Acórdão nº 047455 de Supremo Tribunal Administrativo (Portugal), 22 de Abril de 2004
Magistrado Responsável | FREITAS CARVALHO |
Data da Resolução | 22 de Abril de 2004 |
Emissor | Supremo Tribunal Administrativo (Portugal) |
Acordam em conferência na Secção do Contencioso Administrativo do Supremo Tribunal Administrativo A... e mulher, B..., ambos identificados nos autos, interpõem recurso da sentença do Tribunal Administrativo do Círculo de Lisboa, de 10-07-2000, que negou provimento ao recurso contencioso por eles interposto da deliberação de 20-09-96, do Conselho de Direcção dos Serviços Sociais da Presidência do Conselho de Ministros, que resolveu o contrato de compra e venda do .., ..., do Bloco ..., do Bairro Social da Tapada ..., celebrado entre os Serviços Sociais da Presidência do Conselho de Ministros e o beneficiário C....

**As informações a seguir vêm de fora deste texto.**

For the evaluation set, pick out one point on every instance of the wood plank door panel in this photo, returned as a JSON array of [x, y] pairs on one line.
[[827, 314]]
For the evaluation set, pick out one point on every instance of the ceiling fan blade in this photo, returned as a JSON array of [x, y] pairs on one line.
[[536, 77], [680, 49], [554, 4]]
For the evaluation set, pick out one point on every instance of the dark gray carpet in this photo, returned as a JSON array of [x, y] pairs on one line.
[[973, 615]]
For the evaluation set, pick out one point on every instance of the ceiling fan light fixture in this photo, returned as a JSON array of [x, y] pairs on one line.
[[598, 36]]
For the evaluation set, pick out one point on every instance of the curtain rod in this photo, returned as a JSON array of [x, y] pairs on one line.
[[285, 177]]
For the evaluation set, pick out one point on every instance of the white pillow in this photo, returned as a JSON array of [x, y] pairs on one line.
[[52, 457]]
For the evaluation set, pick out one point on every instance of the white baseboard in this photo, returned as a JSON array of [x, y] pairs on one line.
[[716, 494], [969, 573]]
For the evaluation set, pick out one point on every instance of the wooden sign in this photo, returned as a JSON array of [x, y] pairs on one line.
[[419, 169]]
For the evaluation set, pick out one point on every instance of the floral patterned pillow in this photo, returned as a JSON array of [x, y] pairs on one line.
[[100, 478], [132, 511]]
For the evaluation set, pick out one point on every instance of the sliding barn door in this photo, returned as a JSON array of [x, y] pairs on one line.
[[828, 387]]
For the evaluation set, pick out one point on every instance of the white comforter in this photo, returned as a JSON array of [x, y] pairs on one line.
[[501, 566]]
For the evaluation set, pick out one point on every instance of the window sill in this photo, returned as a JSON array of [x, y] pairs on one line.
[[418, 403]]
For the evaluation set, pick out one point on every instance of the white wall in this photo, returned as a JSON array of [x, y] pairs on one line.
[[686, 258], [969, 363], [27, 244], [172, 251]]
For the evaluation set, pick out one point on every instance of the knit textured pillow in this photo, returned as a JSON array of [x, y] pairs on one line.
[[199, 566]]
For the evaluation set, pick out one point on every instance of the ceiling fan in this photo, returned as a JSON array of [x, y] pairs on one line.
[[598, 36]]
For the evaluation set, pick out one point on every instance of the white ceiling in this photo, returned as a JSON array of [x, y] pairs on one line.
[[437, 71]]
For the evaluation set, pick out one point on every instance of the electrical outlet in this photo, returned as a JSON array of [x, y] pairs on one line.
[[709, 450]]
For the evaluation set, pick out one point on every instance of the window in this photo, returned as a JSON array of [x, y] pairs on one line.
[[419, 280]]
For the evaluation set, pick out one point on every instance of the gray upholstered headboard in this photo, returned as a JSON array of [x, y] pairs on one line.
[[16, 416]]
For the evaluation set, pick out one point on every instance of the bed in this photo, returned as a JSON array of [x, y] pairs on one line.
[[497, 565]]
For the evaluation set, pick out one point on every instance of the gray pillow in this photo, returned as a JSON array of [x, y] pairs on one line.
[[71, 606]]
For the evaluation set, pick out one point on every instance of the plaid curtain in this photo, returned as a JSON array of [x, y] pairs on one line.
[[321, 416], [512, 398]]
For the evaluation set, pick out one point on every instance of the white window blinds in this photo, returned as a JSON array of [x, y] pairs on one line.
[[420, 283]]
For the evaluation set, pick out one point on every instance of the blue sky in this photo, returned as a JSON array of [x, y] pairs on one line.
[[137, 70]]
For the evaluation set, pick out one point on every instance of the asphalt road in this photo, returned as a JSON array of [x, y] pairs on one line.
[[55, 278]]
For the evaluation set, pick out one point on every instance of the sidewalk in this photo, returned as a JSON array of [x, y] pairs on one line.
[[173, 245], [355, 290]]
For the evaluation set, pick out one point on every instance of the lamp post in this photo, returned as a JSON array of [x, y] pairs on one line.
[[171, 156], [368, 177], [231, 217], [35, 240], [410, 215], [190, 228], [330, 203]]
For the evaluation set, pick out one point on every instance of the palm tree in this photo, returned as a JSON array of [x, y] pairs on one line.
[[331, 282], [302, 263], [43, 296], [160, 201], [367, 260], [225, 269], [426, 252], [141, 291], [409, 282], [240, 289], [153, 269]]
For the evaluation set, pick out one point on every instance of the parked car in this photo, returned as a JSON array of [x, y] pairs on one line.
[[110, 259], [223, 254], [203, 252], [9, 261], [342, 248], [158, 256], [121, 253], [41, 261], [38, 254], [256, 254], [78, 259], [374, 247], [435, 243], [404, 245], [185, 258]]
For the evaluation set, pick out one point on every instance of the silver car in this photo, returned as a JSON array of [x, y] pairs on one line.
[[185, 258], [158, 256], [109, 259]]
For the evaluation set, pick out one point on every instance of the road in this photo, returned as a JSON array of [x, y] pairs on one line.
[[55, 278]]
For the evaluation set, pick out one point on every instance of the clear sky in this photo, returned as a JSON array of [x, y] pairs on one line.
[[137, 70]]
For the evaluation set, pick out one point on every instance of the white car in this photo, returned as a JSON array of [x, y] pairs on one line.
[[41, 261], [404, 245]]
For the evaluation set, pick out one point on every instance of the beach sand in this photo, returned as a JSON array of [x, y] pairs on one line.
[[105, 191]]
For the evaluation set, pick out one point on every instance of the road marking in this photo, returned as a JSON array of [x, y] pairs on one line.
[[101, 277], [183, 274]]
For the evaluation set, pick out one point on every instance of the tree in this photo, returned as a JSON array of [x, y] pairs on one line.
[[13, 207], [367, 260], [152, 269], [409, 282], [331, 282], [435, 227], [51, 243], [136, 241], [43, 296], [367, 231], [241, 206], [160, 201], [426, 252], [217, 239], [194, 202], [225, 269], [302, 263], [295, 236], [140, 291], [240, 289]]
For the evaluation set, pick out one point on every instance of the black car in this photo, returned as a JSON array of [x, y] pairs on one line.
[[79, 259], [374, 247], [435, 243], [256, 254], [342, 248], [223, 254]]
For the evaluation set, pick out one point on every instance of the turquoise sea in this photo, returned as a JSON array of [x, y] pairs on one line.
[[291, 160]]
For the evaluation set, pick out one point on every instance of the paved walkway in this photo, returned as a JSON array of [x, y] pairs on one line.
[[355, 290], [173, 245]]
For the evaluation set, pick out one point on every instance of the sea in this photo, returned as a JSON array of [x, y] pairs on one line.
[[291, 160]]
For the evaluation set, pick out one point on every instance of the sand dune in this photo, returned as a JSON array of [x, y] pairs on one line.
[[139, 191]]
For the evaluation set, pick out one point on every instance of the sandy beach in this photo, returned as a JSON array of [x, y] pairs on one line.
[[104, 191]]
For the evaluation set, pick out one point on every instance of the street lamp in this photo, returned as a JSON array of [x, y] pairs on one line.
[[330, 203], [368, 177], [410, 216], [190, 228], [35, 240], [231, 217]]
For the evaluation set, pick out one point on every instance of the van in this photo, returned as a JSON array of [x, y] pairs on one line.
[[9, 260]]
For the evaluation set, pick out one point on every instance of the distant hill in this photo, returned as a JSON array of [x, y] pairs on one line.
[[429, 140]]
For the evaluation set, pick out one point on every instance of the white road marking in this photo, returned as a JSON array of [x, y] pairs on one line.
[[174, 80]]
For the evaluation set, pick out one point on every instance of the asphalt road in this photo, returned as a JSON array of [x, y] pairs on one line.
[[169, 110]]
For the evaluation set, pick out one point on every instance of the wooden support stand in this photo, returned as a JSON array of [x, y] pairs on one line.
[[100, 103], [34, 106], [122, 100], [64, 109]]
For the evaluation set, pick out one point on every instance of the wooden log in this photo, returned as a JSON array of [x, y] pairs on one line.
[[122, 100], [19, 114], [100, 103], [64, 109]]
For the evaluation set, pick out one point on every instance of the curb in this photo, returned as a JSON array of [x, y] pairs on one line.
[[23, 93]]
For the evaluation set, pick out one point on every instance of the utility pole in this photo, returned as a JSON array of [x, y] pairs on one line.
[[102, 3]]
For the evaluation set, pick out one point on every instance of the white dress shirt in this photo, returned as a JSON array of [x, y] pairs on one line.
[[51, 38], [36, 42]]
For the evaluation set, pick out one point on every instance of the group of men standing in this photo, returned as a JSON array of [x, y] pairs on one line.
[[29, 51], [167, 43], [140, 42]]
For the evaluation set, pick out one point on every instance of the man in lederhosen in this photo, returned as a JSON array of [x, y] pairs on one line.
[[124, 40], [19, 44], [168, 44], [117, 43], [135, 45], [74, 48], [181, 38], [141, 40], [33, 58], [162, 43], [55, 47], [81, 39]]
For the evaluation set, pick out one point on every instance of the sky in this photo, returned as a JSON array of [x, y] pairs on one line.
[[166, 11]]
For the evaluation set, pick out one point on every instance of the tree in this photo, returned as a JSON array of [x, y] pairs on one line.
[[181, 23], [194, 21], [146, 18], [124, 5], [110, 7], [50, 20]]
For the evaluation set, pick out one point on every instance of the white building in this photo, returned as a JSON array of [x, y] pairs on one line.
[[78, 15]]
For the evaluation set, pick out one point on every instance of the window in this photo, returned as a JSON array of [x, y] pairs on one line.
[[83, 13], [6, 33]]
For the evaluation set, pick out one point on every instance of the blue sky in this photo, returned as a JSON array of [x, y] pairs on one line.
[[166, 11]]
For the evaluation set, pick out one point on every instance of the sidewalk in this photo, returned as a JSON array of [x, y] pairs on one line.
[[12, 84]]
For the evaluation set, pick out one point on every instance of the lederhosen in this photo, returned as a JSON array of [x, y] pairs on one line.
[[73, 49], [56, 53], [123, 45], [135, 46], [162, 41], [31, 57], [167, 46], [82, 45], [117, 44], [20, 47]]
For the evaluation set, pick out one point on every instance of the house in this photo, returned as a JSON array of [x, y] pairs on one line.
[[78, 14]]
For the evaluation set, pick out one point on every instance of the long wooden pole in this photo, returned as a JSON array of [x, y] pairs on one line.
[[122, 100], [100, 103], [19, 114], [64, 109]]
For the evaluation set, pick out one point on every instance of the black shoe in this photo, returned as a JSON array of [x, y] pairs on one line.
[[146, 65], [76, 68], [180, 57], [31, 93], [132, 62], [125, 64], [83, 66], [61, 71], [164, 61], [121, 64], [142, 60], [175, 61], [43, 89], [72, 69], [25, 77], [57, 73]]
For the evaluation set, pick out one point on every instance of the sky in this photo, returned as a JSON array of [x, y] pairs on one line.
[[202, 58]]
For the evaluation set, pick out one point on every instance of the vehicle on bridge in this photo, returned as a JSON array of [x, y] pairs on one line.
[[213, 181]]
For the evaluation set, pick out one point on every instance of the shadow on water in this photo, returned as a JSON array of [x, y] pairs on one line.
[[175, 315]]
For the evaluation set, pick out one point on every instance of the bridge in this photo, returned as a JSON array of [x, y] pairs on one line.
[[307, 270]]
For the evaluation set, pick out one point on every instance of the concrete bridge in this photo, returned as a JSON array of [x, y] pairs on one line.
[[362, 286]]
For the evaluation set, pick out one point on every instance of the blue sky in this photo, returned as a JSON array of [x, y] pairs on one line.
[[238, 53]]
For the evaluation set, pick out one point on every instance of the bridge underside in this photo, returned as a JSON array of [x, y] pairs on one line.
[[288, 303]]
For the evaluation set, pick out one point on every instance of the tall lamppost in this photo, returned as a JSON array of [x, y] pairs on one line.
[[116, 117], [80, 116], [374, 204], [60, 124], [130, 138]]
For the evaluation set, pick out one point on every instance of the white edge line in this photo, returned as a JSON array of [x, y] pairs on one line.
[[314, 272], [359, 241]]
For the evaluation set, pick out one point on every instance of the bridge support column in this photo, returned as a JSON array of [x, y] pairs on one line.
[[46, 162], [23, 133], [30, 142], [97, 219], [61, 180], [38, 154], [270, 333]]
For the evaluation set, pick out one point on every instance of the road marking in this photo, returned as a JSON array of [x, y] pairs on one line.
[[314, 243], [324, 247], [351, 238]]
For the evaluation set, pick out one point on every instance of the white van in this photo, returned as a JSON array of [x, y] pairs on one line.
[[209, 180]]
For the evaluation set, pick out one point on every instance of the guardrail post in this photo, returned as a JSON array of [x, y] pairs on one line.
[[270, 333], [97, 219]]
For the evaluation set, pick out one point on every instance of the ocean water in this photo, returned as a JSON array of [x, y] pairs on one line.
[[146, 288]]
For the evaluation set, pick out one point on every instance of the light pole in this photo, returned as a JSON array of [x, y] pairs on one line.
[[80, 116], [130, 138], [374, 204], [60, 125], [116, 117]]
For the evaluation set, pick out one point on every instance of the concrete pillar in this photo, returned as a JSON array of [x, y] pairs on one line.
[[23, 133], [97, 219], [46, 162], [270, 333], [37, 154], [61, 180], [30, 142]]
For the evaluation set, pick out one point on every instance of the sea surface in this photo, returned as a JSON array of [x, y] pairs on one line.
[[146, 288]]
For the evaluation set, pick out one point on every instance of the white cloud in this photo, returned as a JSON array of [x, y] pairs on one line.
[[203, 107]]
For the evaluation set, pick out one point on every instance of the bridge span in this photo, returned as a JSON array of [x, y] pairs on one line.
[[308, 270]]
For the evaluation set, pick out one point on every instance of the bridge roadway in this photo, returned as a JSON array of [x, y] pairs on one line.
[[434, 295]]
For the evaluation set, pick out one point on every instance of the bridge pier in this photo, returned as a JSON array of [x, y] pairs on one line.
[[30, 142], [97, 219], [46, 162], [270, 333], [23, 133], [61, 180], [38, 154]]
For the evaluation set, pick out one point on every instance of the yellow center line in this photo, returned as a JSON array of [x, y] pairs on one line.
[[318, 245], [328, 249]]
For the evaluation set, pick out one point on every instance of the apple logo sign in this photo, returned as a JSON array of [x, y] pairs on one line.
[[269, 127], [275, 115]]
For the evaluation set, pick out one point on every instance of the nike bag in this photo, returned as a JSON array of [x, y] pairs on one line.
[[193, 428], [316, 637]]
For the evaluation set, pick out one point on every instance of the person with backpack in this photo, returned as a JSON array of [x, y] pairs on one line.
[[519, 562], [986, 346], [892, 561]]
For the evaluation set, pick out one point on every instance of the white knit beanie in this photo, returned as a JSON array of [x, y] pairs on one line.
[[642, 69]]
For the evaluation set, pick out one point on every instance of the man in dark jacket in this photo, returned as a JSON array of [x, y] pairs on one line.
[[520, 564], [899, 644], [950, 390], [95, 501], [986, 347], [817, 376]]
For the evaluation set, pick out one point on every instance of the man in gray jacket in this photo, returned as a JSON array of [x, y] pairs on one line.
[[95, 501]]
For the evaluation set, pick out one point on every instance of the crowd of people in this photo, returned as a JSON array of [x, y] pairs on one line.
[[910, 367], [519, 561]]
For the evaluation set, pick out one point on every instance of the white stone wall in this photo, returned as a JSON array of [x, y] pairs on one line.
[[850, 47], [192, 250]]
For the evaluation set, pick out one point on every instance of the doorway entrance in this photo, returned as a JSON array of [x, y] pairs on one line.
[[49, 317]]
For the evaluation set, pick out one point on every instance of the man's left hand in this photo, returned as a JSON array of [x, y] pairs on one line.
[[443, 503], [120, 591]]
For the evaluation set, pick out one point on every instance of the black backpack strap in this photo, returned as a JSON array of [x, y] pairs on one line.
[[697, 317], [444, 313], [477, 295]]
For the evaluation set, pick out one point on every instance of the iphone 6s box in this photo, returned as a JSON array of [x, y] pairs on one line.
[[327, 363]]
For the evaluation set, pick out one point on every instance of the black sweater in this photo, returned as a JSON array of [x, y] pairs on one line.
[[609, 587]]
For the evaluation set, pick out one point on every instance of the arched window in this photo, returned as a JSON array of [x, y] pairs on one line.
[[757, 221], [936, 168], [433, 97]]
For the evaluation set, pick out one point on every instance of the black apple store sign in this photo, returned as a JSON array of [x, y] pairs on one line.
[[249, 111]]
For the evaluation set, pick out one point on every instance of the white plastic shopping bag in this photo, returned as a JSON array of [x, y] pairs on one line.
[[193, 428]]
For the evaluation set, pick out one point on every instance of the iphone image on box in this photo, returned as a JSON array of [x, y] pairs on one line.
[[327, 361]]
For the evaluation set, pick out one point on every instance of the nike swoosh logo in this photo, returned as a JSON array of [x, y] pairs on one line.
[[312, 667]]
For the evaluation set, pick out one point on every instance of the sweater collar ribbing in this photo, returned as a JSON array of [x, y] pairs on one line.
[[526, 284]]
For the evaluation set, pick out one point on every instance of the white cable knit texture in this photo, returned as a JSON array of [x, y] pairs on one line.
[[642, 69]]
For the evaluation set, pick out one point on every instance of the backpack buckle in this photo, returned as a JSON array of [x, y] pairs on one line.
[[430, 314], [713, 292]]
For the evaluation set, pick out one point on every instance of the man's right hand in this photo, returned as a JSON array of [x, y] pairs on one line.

Os recorrentes formulam as seguintes conclusões : 1. Os Recorrentes são casados segundo o regime da comunhão geral de bens; 2.O Recorrente marido era filho de D..., falecida a 29 de Fevereiro de 1988 e de C..., falecido em 17 de Maio de 1992; 3. Conforme escritura de habilitação de herdeiros, o Recorrente marido sucedeu como único herdeiro ao seu falecido pai, cônjuge supérstite; 4. Acontece que o falecido pai do Recorrente era associado-beneficiário nº 148 da O.S.M.U, tendo-lhe sido atribuída, por contrato de compra e venda de 19 de Abril de 1977, a fracção autónoma correspondente ..., no Bairro social de Paço D'Arcos; 5. Por sua vez, ao Recorrente marido, que também era o associado-beneficiário nº 38 da O.S.M.U, foi-lhe atribuída, por contrato de compra e venda de 30 de Março de 1977, a fracção autónoma correspondente ao ..., lado ..., do prédio urbano em regime de propriedade horizontal edificado no Lote ... - ..., no Bairro social de Paço D'Arcos (hoje Rua ..., nº ... - ...) ; 6. Ambas as compras e vendas foram feitas sob condição resolutiva do incumprimento pelos associados-beneficiários-adquirentes, das obrigações legais e contratuais assumidas, a principal das quais era o pagamento de parte do preço em prestações mensais e sucessivas; 7. Em ambos os contratos se estipulou que as fracções autónomas se destinavam exclusivamente à habitação dos compradores e dos seus agregados familiares cláusula 7ª, nº 1); 8. Os Recorrentes habitam e sempre habitaram na fracção que compraram à Recorrida; 9. O de cujus também sempre habitou, até à data do seu falecimento, na fracção que tinha adquirido à Recorrida; 10. Por deliberação do Conselho de Direcção da Recorrida de 20.9.96, foi resolvido o contrato de compra e venda da fracção herdada pelos Recorrentes, com o fundamento de que estes não tinham nela a sua residência permanente.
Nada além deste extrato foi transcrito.